Summary

4.4 Coordinate Systems

Theorem 1 (Theorem 8) Let \(\mathcal{B}=\left\{\mathbf{b}_1, \ldots, \mathbf{b}_n\right\}\) be a basis for a vector space \(V\). Then the coordinate mapping \(\mathbf{x} \mapsto[\mathbf{x}]_{\mathcal{B}}\) is a one-to-one linear transformation from \(V\) onto \(\mathbb{R}^n\).

Remark

Remark. What this theorem means is that for a transformation \(T: V \to \mathbb{R}^n\) which is defined as \(\mathbf{x} \mapsto [\mathbf{x}]_{\mathcal{B}}\), \(T\) is a linear transformation and is both one-to-one and onto.

Exercise 1 (Practice Problem 2) The set \(\mathcal{B}=\left\{1+t, 1+t^2, t+t^2\right\}\) is a basis for \(\mathbb{P}_2\). Find the coordinate vector of \(\mathbf{p}(t)=6+3 t-t^2\) relative to \(\mathcal{B}\).

Remark

Remark. One way to solve this is to equate the coefficients of the equation \[c_1(1+t) + c_2(1+t^2) + c_3(t+t^2)=6+3 t-t^2\] and solve for \(c_1,c_2,c_3\).

However, by observation, we can also first write \(1+t,1+t^2,t+t^2,6+3t-t^2\) as \(\begin{bmatrix}1\\ 1\\ 0\end{bmatrix}, \begin{bmatrix}1\\ 0\\ 1\end{bmatrix}, \begin{bmatrix}0\\ 1\\ 1\end{bmatrix}, \begin{bmatrix}6\\ 3\\ -1\end{bmatrix}\). Then, as for subspaces in \(\mathbb{R}\), we solve the coefficients \(\mathbf{c}\) using row reduction.

Why does this method work?

Let \(T: \mathbf{x} \mapsto [\mathbf{x}]_\mathcal{B}\), so \(T\) is a bijective linear transformation.

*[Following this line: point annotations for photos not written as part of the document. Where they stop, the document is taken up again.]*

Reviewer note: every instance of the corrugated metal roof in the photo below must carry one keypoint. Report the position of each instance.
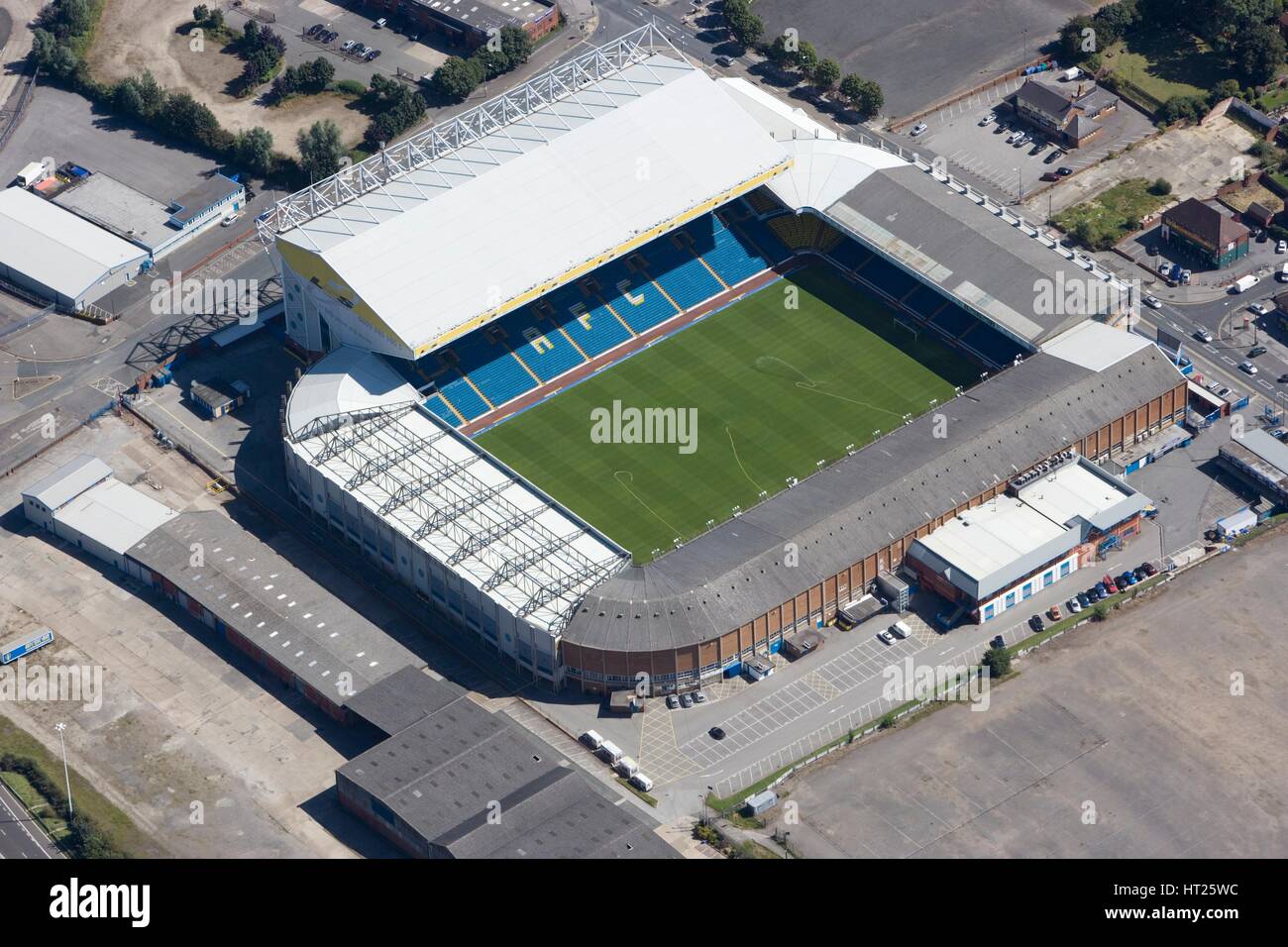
(68, 480)
(56, 249)
(851, 509)
(532, 202)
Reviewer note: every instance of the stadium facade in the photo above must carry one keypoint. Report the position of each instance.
(490, 260)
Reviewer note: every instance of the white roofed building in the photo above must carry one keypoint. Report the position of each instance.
(56, 256)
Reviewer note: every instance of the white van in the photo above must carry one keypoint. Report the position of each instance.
(609, 753)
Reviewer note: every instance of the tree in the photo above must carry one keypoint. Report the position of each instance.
(254, 151)
(806, 58)
(456, 78)
(827, 75)
(1257, 53)
(516, 46)
(320, 150)
(997, 661)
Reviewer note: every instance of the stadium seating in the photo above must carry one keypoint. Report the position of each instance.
(679, 273)
(991, 346)
(649, 307)
(438, 406)
(546, 352)
(732, 257)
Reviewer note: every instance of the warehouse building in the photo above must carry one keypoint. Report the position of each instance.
(1261, 460)
(52, 253)
(82, 502)
(1054, 521)
(155, 226)
(471, 22)
(456, 781)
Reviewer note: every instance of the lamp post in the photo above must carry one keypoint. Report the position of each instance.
(62, 740)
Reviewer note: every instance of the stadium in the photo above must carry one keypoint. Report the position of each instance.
(851, 333)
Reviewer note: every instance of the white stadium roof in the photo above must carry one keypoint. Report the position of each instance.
(443, 493)
(473, 232)
(56, 249)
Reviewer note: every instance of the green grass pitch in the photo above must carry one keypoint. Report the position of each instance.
(776, 390)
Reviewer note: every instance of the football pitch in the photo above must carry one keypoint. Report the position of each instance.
(760, 392)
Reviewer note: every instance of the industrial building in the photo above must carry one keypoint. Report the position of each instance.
(82, 502)
(455, 781)
(1055, 519)
(50, 252)
(369, 431)
(159, 227)
(471, 22)
(447, 779)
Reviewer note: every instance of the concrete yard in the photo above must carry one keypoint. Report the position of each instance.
(922, 51)
(1119, 740)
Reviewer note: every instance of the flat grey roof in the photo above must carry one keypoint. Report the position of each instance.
(990, 265)
(273, 604)
(68, 480)
(735, 573)
(402, 698)
(445, 774)
(121, 209)
(206, 193)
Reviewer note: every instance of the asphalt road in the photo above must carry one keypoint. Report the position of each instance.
(20, 835)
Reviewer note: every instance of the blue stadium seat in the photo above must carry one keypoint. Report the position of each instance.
(648, 308)
(438, 406)
(888, 278)
(678, 272)
(991, 344)
(459, 392)
(541, 347)
(733, 257)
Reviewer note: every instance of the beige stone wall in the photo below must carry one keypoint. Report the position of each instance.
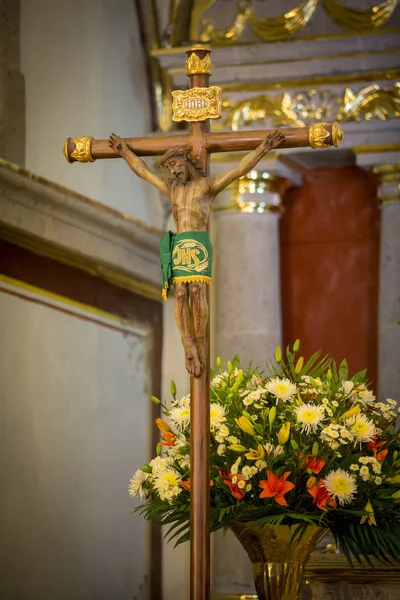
(12, 85)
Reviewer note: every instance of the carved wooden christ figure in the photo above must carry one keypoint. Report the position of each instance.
(186, 257)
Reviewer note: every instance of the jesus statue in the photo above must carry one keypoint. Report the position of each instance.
(186, 257)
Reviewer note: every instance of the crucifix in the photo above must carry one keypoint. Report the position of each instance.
(186, 257)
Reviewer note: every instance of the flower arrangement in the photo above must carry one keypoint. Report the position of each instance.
(305, 445)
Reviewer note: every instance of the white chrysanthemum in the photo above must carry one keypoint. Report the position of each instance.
(376, 467)
(363, 395)
(167, 484)
(136, 484)
(362, 428)
(254, 382)
(235, 467)
(184, 462)
(347, 387)
(341, 485)
(180, 416)
(282, 389)
(309, 416)
(217, 416)
(219, 380)
(224, 431)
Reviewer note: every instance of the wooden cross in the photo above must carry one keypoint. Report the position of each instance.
(198, 105)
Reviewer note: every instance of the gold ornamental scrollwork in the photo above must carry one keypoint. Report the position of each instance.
(303, 107)
(197, 104)
(318, 135)
(283, 27)
(196, 65)
(267, 29)
(360, 21)
(82, 151)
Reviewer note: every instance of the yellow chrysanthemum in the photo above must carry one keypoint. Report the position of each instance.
(309, 416)
(341, 485)
(282, 389)
(362, 428)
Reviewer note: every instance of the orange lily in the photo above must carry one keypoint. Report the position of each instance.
(311, 462)
(322, 497)
(169, 438)
(186, 484)
(276, 487)
(236, 491)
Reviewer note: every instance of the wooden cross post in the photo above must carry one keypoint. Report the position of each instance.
(197, 105)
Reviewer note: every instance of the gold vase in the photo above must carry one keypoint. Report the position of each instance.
(277, 565)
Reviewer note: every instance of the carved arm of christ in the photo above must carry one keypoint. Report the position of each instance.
(192, 194)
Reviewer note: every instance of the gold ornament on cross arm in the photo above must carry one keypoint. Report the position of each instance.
(196, 104)
(82, 151)
(319, 135)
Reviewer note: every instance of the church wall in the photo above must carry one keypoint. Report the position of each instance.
(76, 423)
(85, 75)
(329, 266)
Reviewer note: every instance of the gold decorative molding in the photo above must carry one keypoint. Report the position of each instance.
(285, 26)
(196, 104)
(92, 267)
(196, 65)
(360, 21)
(282, 28)
(266, 29)
(318, 135)
(256, 192)
(337, 134)
(82, 151)
(372, 102)
(303, 107)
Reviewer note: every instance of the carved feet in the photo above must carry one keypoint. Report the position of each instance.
(273, 140)
(194, 364)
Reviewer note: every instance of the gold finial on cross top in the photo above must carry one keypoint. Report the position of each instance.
(198, 61)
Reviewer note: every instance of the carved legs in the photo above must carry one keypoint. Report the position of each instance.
(192, 324)
(198, 295)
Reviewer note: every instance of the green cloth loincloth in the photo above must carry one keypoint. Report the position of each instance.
(185, 258)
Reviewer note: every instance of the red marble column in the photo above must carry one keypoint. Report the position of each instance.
(329, 266)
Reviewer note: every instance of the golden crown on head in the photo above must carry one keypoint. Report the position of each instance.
(199, 66)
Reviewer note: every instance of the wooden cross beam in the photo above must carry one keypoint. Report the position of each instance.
(198, 105)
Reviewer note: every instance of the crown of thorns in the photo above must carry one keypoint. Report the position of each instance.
(174, 152)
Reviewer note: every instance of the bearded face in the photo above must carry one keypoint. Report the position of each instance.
(178, 167)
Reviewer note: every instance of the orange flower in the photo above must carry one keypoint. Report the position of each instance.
(186, 484)
(381, 455)
(236, 491)
(169, 438)
(276, 487)
(322, 497)
(313, 463)
(163, 426)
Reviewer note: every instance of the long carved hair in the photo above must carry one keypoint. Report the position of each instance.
(193, 166)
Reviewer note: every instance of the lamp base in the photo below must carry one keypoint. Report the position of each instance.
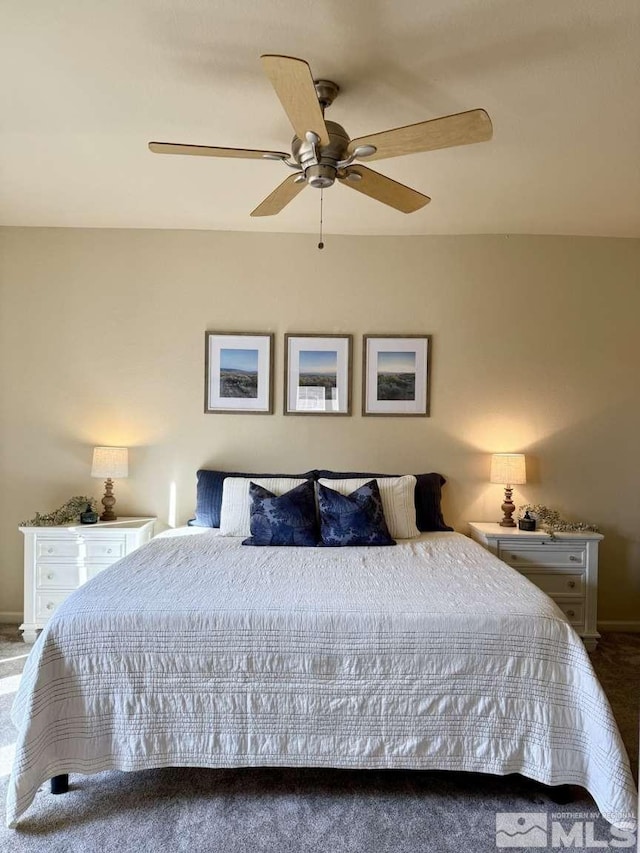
(508, 508)
(108, 502)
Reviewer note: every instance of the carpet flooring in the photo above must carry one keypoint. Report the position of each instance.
(296, 811)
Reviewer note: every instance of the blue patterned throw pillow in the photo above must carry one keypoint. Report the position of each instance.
(288, 519)
(355, 519)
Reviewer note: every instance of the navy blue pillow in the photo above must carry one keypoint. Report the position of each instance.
(427, 497)
(288, 519)
(355, 519)
(209, 494)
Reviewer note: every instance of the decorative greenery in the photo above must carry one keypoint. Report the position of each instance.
(67, 514)
(551, 520)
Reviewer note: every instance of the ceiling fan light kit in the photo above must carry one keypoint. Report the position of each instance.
(322, 151)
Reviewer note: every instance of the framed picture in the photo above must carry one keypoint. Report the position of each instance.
(238, 373)
(317, 374)
(395, 375)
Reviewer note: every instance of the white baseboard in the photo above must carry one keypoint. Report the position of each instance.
(631, 626)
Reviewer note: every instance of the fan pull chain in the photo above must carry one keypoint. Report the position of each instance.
(321, 244)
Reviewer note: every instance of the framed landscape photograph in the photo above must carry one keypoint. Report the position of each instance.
(317, 370)
(395, 374)
(238, 373)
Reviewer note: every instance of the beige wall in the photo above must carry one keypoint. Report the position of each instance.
(535, 349)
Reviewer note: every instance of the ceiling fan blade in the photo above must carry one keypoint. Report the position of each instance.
(293, 82)
(384, 189)
(280, 197)
(209, 151)
(445, 132)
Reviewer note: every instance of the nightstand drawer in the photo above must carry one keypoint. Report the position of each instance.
(57, 548)
(48, 602)
(560, 583)
(107, 549)
(68, 576)
(52, 576)
(541, 554)
(574, 611)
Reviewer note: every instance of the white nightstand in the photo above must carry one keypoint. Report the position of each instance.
(57, 560)
(565, 567)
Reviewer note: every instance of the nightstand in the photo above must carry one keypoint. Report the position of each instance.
(57, 560)
(565, 567)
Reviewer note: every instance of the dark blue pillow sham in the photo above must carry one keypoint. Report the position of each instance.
(355, 519)
(209, 494)
(428, 495)
(288, 519)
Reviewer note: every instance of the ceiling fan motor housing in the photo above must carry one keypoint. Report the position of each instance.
(320, 163)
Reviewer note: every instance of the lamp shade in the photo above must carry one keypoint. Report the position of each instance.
(508, 469)
(110, 463)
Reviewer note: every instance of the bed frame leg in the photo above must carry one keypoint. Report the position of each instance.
(60, 784)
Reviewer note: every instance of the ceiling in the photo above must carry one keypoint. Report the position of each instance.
(87, 83)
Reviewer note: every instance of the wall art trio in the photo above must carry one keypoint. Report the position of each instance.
(317, 374)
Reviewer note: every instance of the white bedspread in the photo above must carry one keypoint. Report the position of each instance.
(197, 651)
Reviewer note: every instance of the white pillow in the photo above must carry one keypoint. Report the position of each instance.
(236, 504)
(398, 503)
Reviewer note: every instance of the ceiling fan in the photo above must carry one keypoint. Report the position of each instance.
(322, 151)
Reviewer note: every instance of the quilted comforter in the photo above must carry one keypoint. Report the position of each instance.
(196, 651)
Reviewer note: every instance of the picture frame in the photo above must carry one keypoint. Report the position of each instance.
(396, 375)
(317, 374)
(238, 373)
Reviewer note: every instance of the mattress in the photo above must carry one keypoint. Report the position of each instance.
(197, 651)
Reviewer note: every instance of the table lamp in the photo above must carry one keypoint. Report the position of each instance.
(509, 470)
(110, 463)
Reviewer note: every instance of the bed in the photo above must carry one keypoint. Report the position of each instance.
(433, 654)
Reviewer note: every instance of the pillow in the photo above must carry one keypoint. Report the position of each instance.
(209, 494)
(289, 519)
(397, 495)
(427, 497)
(236, 503)
(355, 519)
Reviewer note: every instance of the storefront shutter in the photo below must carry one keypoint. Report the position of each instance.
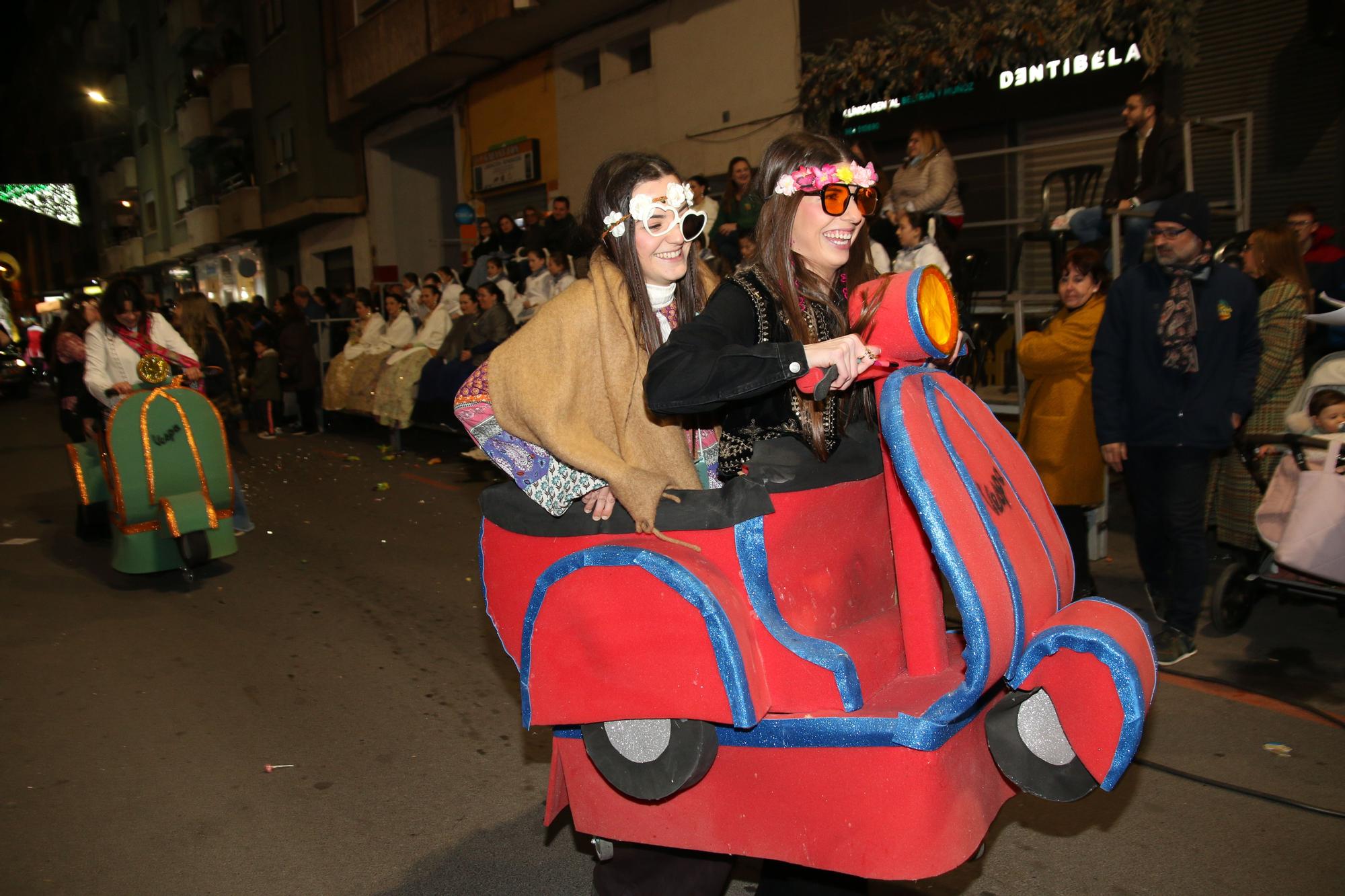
(1264, 58)
(1102, 127)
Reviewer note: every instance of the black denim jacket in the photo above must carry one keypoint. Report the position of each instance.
(738, 361)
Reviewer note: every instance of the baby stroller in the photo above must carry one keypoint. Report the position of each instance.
(1284, 568)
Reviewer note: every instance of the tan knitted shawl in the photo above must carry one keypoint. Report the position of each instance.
(572, 381)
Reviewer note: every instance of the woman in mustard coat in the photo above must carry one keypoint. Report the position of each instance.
(1058, 423)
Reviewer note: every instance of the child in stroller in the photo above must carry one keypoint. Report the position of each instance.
(1299, 560)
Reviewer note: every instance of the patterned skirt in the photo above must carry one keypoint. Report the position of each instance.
(395, 397)
(350, 382)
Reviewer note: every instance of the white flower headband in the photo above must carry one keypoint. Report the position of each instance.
(642, 208)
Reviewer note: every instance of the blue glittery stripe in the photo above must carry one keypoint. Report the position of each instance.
(1055, 575)
(988, 522)
(1125, 676)
(728, 657)
(1144, 627)
(750, 541)
(914, 314)
(905, 459)
(481, 557)
(833, 731)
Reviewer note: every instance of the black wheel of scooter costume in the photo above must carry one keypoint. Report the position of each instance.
(652, 758)
(194, 548)
(1026, 768)
(1231, 599)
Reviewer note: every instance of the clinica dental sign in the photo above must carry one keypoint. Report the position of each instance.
(1079, 64)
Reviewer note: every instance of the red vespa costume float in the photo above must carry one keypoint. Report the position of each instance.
(770, 693)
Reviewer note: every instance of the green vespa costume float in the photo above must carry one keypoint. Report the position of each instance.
(163, 473)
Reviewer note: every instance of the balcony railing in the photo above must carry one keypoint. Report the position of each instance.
(126, 169)
(194, 123)
(119, 182)
(231, 96)
(202, 228)
(240, 212)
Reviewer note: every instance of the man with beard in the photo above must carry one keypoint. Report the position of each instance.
(1175, 364)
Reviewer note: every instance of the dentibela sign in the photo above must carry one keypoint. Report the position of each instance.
(1081, 64)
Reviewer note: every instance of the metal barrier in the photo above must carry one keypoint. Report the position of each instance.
(1239, 130)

\[\begin{align} T(c_1\mathbf{b}_1 + \cdots + c_n\mathbf{b}_n) &= c_1 T(\mathbf{b}_1) + \cdots + c_n T(\mathbf{b}_n) \\ &= T(\mathbf{p}) \end{align}\]

where \(T(\mathbf{b}_1),\dots,T(\mathbf{b}_n)\) are the coordinate vectors of the basis. Since \(T\) is bijective, we can apply \(T^{-1}\) to both side of the equation. Reversing the steps gives the same coefficients.